Japanese cuisines are different from all others! As most ingredients are served fresh, and even raw in many cases, only the very best quality can ever be used. Sauces and different cooking methods are minimal, yet because of the quality of produce required and the hand skills of the specialised chefs, it is also one of the worlds most expensive cuisines.
One of the most baffling skills, to us non-Japanese, is that of the Master Sushi Chef. I believe that in Japan it takes many years before anyone reaches that level, yet the task seems so simple, but obviously not!
Back in my computer days [a boring over-paid profession that allowed me to partake of the delights of Sydneys best restaurants most evenings of the year] I often went for a healthy lunch at a Sushi Bar in the nearby food court. It was presided over by a Japanese Master Sushi Chef. I would have been more than happy to select from the pre-prepared display in the refrigerated counter, but whenever he noticed my arrival, as a regular customer, he always insisted to making fresh sushi just for me. I guessed it was supposedly the right way to do it, but I personally would have preferred to select from the chilled ones, than eat my sushi still warm from his touch.
I always felt that a sushi-sashimi lunch was nice and healthy and maybe made up for my indulgences of the night before.

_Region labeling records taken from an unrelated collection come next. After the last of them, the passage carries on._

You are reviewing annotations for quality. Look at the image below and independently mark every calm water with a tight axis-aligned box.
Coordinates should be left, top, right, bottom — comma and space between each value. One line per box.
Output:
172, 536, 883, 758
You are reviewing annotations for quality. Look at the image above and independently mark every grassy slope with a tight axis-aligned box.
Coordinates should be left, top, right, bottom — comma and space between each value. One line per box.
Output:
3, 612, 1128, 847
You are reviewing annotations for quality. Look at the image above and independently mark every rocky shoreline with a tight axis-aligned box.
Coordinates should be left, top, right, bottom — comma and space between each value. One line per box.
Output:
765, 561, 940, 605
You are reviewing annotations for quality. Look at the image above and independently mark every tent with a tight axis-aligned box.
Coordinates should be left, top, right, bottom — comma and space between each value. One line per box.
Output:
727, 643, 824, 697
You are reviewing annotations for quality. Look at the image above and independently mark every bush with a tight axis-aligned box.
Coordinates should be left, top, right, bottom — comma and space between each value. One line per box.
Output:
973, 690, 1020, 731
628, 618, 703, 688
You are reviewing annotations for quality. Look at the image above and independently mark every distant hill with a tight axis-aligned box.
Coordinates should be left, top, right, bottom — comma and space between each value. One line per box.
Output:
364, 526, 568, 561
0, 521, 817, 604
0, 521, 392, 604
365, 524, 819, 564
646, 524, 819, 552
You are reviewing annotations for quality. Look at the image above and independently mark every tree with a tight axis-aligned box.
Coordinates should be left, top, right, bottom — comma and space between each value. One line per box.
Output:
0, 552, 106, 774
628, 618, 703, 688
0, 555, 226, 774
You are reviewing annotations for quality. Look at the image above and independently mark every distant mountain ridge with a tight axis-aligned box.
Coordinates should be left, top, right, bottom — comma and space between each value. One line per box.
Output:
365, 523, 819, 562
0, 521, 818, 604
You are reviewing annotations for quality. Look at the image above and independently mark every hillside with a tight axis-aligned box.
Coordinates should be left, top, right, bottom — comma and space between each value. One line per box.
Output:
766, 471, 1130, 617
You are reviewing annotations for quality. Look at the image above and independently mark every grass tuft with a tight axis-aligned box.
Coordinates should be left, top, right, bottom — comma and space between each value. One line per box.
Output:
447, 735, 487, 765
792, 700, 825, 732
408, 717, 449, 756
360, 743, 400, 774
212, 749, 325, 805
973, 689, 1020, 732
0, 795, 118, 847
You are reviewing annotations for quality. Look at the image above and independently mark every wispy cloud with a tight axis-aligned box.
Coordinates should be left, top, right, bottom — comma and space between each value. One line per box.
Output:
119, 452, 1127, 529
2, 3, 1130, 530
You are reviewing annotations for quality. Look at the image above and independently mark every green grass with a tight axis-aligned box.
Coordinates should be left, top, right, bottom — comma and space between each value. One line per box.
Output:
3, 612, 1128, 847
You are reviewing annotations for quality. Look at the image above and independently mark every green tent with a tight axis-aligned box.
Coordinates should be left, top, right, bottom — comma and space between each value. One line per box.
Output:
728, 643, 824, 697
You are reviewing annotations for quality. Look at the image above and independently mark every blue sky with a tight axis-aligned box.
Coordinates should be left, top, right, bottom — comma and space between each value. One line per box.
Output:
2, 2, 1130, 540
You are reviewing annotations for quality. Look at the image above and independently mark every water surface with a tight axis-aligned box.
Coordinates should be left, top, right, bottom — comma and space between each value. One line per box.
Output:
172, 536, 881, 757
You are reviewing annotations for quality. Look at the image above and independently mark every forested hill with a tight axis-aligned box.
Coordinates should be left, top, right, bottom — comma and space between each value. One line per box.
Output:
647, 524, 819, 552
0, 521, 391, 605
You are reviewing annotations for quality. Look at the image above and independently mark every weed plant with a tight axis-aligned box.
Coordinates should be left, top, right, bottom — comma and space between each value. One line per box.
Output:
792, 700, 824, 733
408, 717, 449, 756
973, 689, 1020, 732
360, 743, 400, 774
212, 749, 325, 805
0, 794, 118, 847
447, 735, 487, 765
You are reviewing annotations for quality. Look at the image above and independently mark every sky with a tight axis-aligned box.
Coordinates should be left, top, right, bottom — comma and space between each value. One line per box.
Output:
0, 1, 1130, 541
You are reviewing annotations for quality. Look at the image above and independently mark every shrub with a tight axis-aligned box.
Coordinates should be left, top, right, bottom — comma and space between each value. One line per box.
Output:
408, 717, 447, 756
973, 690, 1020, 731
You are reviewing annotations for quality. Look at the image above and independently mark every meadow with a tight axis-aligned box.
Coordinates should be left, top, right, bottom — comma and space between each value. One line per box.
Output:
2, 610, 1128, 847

The secret of great sushi, for me, is that the seafood part must be fresh. Therefore Sushi Bars that are often deserted mean long standing stock and that has never encouraged me to buy and try. It was with delight that I discovered Maguro. What a pleasant spot, between the swimming pools and the beach, at the Nusa Dua Beach Hotel. You can sit at tables, just inside or outside of the Sushi Bar, or at high stools at long benches behind the tables and depending on the angle of your bar stool, you can watch either the bathing beauties around the pool or the rolling waves crashing onto the beach.
All whilst eating the healthiest of lunches!
Some of the Nori Maki at Maguro is traditional whilst others are modern developments of the original. You can select from Californian [crab, avocado and cucumber], Tasmanian [salmon and avocado], Tekka [tuna], Philadelphia [cream cheese, salmon, and avocado], Nusa Dua [lobster], the distinctive flavours of Thailand with Bangkok[prawn, papaya and Thai holy basil], New York [spicy beef] or Futomaki [vegetarian]. All are toasted lava sheets rolled around that special rice and their respective fillings.
Nigiri Sushi is normal sushi and you can order a 6 piece combination, each a fat finger of sushi rice topped with slabs of different raw seafood; tuna, salmon, shrimp, white fish, scallop or even fish row. The Sashimi at Maguro is limited to tuna, salmon and white fish. The Maguro Special combines maki sushi, nigiri sushi and sashimi. At Rp.80,000++ a very healthy luncheon, and perfect for me, particularly with a ceramic of chilled Sake on the side.
However, it is not only sushi and sashimi at Maguro even though they are the specialties. Hot food is also available, if you wish. The ever-present Miso Soup [made from fermented soya beans] goes with anything Japanese. Chicken Katsu Curry are crumbed pieces of tender chicken, pan-fried in the wok and served with in a light curry sauce with steamed rice. For noodlers, both Udon [wheat noodles] and Soba [buck wheat noodles] are served in a Dashi broth. Tempura, with different items wrapped in that wonderfully light rice flour batter, is available [prawns, mixed seafood or vegetables].
Yakitori used to be small birds on a stick but in recent years with the world-wide acceptance of Japanese cuisines the use of chicken pieces has become almost universal. At Maguro you can also have vegetable pieces as an alternative, or a combination of both. All very finger-licking good in their sticky, tangy, covering sauce.
For those requiring a luncheon that is more than just a snack, and most active tourists will fit into this category, Maguro has five different set menus [Rp.105-180,000++] that are all very appealing and provide an excellent contrast in tastes. All combine hot and cold dishes. They start with the simplest, just a bowl of Udon Noodles and a combination plate of seafood and vegetable tempura, and progress to the most complete, assorted sushi and sashimi, a bowl of Soba Noodles and a mixture of both seafood and vegetable tempura. Even the vegetarian option is attractive; vegetable Nori Rolls, Grilled Kebabs and Tempura [both of vegetables only, of course].
For the real Japanese lovers, Sake is available [hot or cold], whilst for the honeymooners, or anyone else appreciating the great things of life, a bottle of French champagne is the prefect accompaniment for a lunch at Maguro.
Friendly efficient service, and the most peaceful location imaginable all go to make this a secret rendezvous for lunch, like nowehere eelse.